La place américaine poursuit son rebond

Wall Street sur sa lancée, soulagé concernant le Groenland
Credits Reuters

La tendance reste nettement positive pour l'heure sur la cote américaine, le S&P 500 s'accordant 0,58% à 6.914 pts, le Nasdaq 0,83% à 23.417 pts et le DJIA 0,77% à 49.453 pts. Trump semble en effet revenir à de meilleurs sentiments vis-à-vis de ses partenaires européens, ce qui ouvre la voie à un potentiel accord sur le Groenland. Wall Street avait déjà rebondi hier soir, soulagé surtout par les annonces du président américain, qui a donc renoncé à la force ou aux tarifs douaniers pour prendre le contrôle du Groenland.

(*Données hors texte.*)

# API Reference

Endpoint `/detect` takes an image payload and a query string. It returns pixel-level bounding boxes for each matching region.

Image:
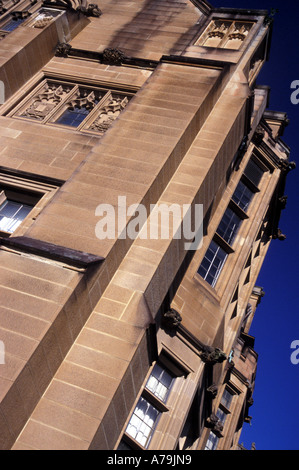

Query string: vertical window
[195,18,253,49]
[205,431,219,450]
[217,207,242,245]
[221,388,233,410]
[0,170,62,237]
[118,363,175,450]
[232,181,254,212]
[126,397,160,447]
[146,364,174,403]
[8,79,133,135]
[0,199,33,233]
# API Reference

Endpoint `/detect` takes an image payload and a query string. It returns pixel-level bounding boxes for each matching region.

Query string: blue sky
[210,0,299,450]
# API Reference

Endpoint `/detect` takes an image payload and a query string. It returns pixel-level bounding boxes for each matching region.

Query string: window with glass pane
[146,364,174,403]
[205,432,219,450]
[244,160,264,186]
[0,199,33,233]
[197,240,227,287]
[126,397,160,447]
[56,106,89,127]
[217,207,242,245]
[216,408,227,426]
[232,181,253,212]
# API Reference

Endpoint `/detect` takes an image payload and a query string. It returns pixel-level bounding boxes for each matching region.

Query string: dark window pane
[197,241,227,287]
[126,397,160,447]
[216,408,227,425]
[1,18,25,32]
[221,389,233,410]
[146,364,174,403]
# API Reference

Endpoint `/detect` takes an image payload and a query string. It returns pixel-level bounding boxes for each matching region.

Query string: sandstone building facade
[0,0,294,450]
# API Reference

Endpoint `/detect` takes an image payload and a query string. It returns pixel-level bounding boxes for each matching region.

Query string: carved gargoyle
[207,384,218,400]
[103,47,126,65]
[278,196,288,210]
[44,0,102,18]
[162,308,182,328]
[200,346,227,364]
[206,413,223,434]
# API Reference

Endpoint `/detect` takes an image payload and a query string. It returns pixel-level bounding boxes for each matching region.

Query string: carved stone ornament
[90,95,129,134]
[163,308,182,328]
[55,42,72,57]
[206,413,223,434]
[103,47,126,65]
[254,126,265,144]
[200,346,227,364]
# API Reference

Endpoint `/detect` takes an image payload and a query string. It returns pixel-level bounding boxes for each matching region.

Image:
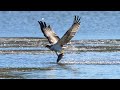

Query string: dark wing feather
[57,16,80,46]
[38,21,60,44]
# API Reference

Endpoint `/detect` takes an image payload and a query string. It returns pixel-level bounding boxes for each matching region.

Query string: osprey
[38,16,80,63]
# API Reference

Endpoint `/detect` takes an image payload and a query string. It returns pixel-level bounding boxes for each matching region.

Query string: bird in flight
[38,16,81,63]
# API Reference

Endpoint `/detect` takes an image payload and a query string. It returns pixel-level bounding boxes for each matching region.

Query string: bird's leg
[57,50,64,63]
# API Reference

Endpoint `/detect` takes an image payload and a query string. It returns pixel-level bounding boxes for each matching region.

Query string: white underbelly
[51,44,62,52]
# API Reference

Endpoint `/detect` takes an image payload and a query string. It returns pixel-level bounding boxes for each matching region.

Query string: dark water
[0,37,120,79]
[0,11,120,79]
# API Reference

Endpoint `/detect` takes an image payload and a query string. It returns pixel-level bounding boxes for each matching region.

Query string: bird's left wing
[38,21,60,44]
[57,16,80,46]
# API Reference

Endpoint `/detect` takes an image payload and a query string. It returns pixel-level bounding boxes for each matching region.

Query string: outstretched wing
[57,16,80,46]
[38,21,60,44]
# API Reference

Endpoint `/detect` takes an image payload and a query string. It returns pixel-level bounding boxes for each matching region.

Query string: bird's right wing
[38,21,60,44]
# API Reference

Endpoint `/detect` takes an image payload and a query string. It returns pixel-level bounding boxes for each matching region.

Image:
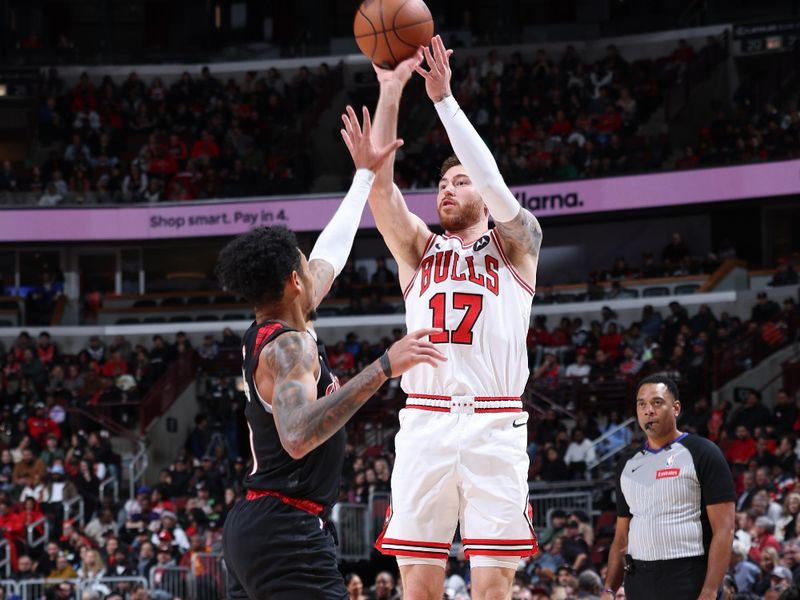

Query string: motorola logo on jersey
[472,235,489,252]
[325,373,341,396]
[514,192,583,211]
[419,248,500,296]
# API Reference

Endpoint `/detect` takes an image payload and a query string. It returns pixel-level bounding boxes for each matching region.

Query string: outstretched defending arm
[369,51,431,287]
[416,36,542,283]
[308,106,403,306]
[262,329,447,459]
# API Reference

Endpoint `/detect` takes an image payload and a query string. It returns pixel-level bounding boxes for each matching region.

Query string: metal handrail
[586,417,636,470]
[98,475,119,503]
[0,539,11,578]
[592,417,636,448]
[128,442,148,500]
[61,496,85,528]
[528,479,611,494]
[27,517,50,548]
[525,385,575,419]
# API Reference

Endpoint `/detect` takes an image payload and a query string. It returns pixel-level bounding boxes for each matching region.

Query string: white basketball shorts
[375,397,538,560]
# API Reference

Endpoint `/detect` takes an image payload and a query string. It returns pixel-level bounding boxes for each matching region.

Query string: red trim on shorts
[403,233,436,299]
[464,548,539,558]
[378,548,450,561]
[405,394,522,413]
[461,536,539,558]
[490,229,534,296]
[461,538,531,546]
[246,490,325,517]
[381,538,451,550]
[408,394,454,400]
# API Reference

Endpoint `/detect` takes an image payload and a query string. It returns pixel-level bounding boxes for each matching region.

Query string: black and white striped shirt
[617,433,736,561]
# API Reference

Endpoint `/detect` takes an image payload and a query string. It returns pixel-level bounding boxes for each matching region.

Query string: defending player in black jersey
[217,107,444,600]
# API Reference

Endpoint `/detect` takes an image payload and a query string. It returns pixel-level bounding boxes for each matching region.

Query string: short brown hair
[439,154,461,179]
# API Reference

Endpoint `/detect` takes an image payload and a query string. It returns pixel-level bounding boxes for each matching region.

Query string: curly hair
[216,226,300,306]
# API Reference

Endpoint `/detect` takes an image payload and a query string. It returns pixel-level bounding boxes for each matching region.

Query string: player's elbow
[283,444,308,460]
[280,434,311,460]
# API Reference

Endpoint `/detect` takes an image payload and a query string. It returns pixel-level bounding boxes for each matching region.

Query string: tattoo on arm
[268,333,386,458]
[496,209,542,256]
[308,259,335,307]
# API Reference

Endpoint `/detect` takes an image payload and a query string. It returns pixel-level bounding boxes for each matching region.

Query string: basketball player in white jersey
[369,37,542,600]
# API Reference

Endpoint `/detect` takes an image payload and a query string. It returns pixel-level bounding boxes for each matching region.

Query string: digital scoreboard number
[733,19,800,54]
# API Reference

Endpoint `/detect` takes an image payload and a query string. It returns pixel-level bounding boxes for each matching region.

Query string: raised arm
[416,35,542,284]
[600,517,631,600]
[266,329,447,459]
[369,52,431,287]
[308,106,403,307]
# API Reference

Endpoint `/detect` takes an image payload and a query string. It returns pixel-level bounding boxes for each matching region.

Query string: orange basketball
[353,0,433,69]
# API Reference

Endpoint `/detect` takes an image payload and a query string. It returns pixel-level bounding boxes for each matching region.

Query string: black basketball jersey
[242,321,345,513]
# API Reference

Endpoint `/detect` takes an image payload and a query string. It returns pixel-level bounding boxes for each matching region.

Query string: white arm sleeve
[434,96,522,223]
[308,169,375,276]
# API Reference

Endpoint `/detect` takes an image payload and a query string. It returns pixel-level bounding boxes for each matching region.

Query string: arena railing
[139,352,196,433]
[149,565,191,600]
[0,538,11,580]
[26,517,50,548]
[9,576,150,600]
[528,492,594,529]
[98,475,119,503]
[128,442,148,500]
[586,417,636,471]
[331,502,374,562]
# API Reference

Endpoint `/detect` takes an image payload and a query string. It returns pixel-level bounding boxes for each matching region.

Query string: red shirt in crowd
[192,139,219,158]
[725,436,756,464]
[28,416,61,446]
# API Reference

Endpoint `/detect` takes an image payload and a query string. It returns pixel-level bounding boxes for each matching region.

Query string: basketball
[353,0,433,69]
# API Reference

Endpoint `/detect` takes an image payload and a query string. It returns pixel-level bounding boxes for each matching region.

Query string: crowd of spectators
[676,83,800,168]
[0,288,800,600]
[0,330,255,600]
[0,37,800,211]
[0,64,338,206]
[528,292,800,404]
[397,37,727,188]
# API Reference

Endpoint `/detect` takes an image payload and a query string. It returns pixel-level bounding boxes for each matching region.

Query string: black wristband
[378,350,392,379]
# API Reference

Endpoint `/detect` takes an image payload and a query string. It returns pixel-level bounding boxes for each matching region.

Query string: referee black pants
[625,556,708,600]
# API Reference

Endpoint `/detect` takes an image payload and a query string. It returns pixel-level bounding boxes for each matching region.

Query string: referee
[601,375,736,600]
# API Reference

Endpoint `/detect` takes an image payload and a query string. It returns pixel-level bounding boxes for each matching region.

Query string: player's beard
[437,200,484,232]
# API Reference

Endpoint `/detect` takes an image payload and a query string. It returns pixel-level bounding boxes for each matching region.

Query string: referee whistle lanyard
[644,431,689,454]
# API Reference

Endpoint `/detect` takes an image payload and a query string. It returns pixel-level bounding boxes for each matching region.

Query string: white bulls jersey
[402,230,534,397]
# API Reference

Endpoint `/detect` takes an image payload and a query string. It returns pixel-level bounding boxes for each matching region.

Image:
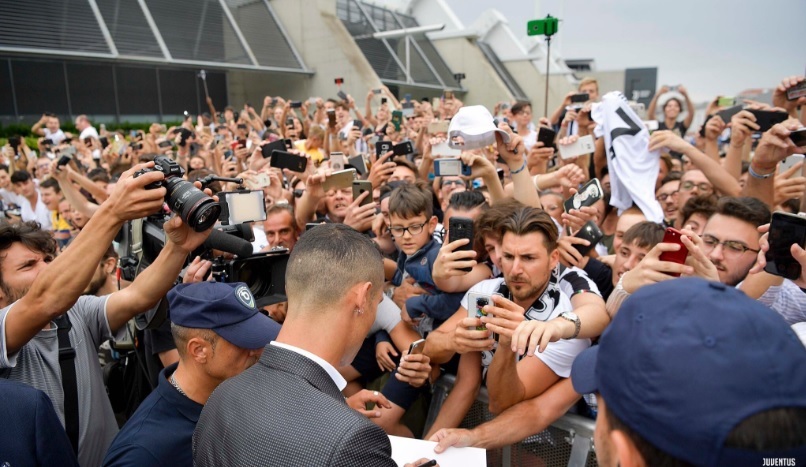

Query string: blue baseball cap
[571,278,806,466]
[168,282,280,349]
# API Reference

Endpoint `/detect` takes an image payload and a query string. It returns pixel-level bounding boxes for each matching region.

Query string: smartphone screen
[659,227,688,277]
[764,212,806,279]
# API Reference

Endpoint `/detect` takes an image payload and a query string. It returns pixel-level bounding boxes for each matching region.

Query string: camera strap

Sur le Nymex, le baril de brut WTI recule de 1,6% à 59,6$. L'once d'or fin progresse de 0,6% à 4.860$. L'indice dollar se tasse de 0,3% face à un panier de devises. Le bitcoin hésite autour des 89.000$.

"Suite à une réunion très fructueuse avec le Secrétaire général de l'OTAN, Mark Rutte, nous avons établi les bases d'un futur accord concernant le Groenland et, de fait, l'ensemble de la région arctique. Cette solution, si elle aboutit, sera très avantageuse pour les États-Unis et tous les pays membres de l'OTAN. Compte tenu de cet accord, je renonce à appliquer les droits de douane qui devaient entrer en vigueur le 1er février. Des discussions complémentaires sont en cours concernant le Golden Dome et son lien avec le Groenland. De plus amples informations seront communiquées au fur et à mesure de l'avancement des discussions. Le vice-président J.D. Vance, le secrétaire d'État Marco Rubio, l'envoyé spécial Steve Witkoff et d'autres personnes, selon les besoins, seront chargés des négociations et me rendront compte directement", a résumé Trump sur son réseau Truth Social.

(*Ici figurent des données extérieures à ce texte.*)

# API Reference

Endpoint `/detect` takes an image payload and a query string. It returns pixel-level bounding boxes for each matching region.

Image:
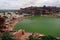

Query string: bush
[2,33,13,40]
[41,35,56,40]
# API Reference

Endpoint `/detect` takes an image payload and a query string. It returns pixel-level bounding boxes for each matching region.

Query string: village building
[19,6,60,15]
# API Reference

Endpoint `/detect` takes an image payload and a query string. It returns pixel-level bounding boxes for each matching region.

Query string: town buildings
[19,6,60,15]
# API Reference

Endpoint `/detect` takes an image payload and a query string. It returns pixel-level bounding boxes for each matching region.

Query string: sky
[0,0,60,9]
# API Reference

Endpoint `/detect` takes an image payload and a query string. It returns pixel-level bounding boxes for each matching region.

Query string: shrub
[41,35,56,40]
[2,33,13,40]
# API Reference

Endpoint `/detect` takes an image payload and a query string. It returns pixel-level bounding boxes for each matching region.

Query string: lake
[14,16,60,37]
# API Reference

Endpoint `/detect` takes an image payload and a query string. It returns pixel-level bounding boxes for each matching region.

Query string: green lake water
[14,16,60,37]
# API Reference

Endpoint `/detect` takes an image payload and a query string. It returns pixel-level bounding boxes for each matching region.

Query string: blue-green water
[14,16,60,36]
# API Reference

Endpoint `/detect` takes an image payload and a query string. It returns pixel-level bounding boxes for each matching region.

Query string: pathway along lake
[14,16,60,37]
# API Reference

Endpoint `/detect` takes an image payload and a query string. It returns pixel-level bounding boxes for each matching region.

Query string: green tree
[2,32,13,40]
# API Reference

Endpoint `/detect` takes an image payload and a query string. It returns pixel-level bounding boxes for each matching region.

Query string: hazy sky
[0,0,60,9]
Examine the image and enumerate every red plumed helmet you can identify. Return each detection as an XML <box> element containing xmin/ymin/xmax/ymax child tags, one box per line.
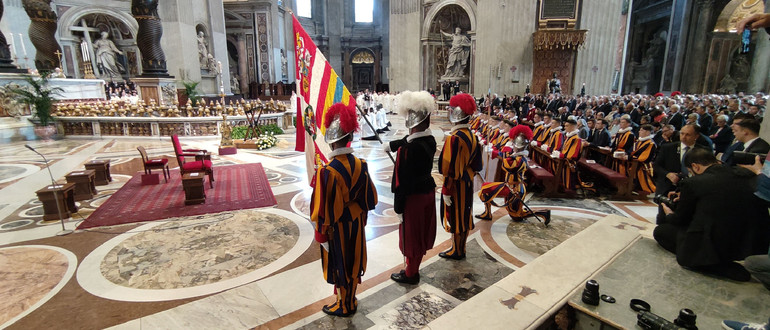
<box><xmin>449</xmin><ymin>93</ymin><xmax>476</xmax><ymax>115</ymax></box>
<box><xmin>508</xmin><ymin>125</ymin><xmax>532</xmax><ymax>141</ymax></box>
<box><xmin>324</xmin><ymin>102</ymin><xmax>358</xmax><ymax>133</ymax></box>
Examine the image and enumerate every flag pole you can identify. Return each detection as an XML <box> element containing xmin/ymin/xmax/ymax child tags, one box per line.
<box><xmin>356</xmin><ymin>104</ymin><xmax>396</xmax><ymax>165</ymax></box>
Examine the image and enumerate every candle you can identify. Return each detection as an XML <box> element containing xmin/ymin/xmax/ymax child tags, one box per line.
<box><xmin>19</xmin><ymin>33</ymin><xmax>27</xmax><ymax>57</ymax></box>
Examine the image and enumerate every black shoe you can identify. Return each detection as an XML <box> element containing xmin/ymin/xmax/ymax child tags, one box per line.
<box><xmin>321</xmin><ymin>303</ymin><xmax>357</xmax><ymax>317</ymax></box>
<box><xmin>438</xmin><ymin>252</ymin><xmax>465</xmax><ymax>260</ymax></box>
<box><xmin>536</xmin><ymin>210</ymin><xmax>551</xmax><ymax>227</ymax></box>
<box><xmin>390</xmin><ymin>270</ymin><xmax>420</xmax><ymax>284</ymax></box>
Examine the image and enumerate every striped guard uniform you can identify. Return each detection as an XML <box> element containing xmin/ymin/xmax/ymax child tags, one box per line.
<box><xmin>479</xmin><ymin>147</ymin><xmax>529</xmax><ymax>219</ymax></box>
<box><xmin>628</xmin><ymin>136</ymin><xmax>657</xmax><ymax>193</ymax></box>
<box><xmin>559</xmin><ymin>130</ymin><xmax>583</xmax><ymax>190</ymax></box>
<box><xmin>310</xmin><ymin>148</ymin><xmax>377</xmax><ymax>313</ymax></box>
<box><xmin>609</xmin><ymin>127</ymin><xmax>636</xmax><ymax>174</ymax></box>
<box><xmin>438</xmin><ymin>124</ymin><xmax>482</xmax><ymax>255</ymax></box>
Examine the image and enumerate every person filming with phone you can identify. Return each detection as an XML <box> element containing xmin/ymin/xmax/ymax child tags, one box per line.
<box><xmin>653</xmin><ymin>148</ymin><xmax>770</xmax><ymax>281</ymax></box>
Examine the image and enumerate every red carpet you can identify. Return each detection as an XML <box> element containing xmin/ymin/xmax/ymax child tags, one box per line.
<box><xmin>78</xmin><ymin>163</ymin><xmax>276</xmax><ymax>229</ymax></box>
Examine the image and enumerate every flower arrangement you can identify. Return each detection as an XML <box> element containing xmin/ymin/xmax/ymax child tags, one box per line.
<box><xmin>257</xmin><ymin>132</ymin><xmax>278</xmax><ymax>150</ymax></box>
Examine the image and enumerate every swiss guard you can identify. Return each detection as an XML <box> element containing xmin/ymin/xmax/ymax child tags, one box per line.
<box><xmin>476</xmin><ymin>125</ymin><xmax>551</xmax><ymax>226</ymax></box>
<box><xmin>438</xmin><ymin>93</ymin><xmax>482</xmax><ymax>260</ymax></box>
<box><xmin>310</xmin><ymin>103</ymin><xmax>377</xmax><ymax>316</ymax></box>
<box><xmin>385</xmin><ymin>91</ymin><xmax>436</xmax><ymax>284</ymax></box>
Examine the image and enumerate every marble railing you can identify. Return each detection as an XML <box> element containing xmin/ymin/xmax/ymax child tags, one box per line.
<box><xmin>56</xmin><ymin>112</ymin><xmax>293</xmax><ymax>137</ymax></box>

Trump intervenait par ailleurs hier à Davos et s'exprimait notamment au sujet du Groenland, demandant encore de pouvoir prendre le contrôle de l'île pour des motifs de sécurité nationale et mondiale. "Chaque allié de l'OTAN a l'obligation de pouvoir défendre son propre territoire. Et le fait est qu'aucune nation ni aucun groupe de nations n'est en mesure de sécuriser le Groenland, à l'exception des États-Unis. Nous sommes une grande puissance, bien plus grande que ce que les gens imaginent", insistait Trump. Les exigences du président américain étaient précédemment montées d'un cran. Il avait rappelons-le annoncé son intention d'imposer des droits de douane à huit pays européens jusqu'à ce qu'un accord sur la souveraineté américaine sur le Groenland soit conclu. Dans un message publié samedi sur Truth Social, Trump avait annoncé que les droits de douane américains sur les produits des pays concernés (Royaume-Uni, France, Danemark, Norvège, Suède, Allemagne, Pays-Bas et Finlande) débuteraient à 10% le 1er février et atteindraient 25% le 1er juin en l'absence d'accord. Les responsables européens avaient rapidement condamné cette menace, la qualifiant d'inacceptable, et préparaient notamment des tarifs douaniers de représailles ou d'autres mesures anti-coercitives.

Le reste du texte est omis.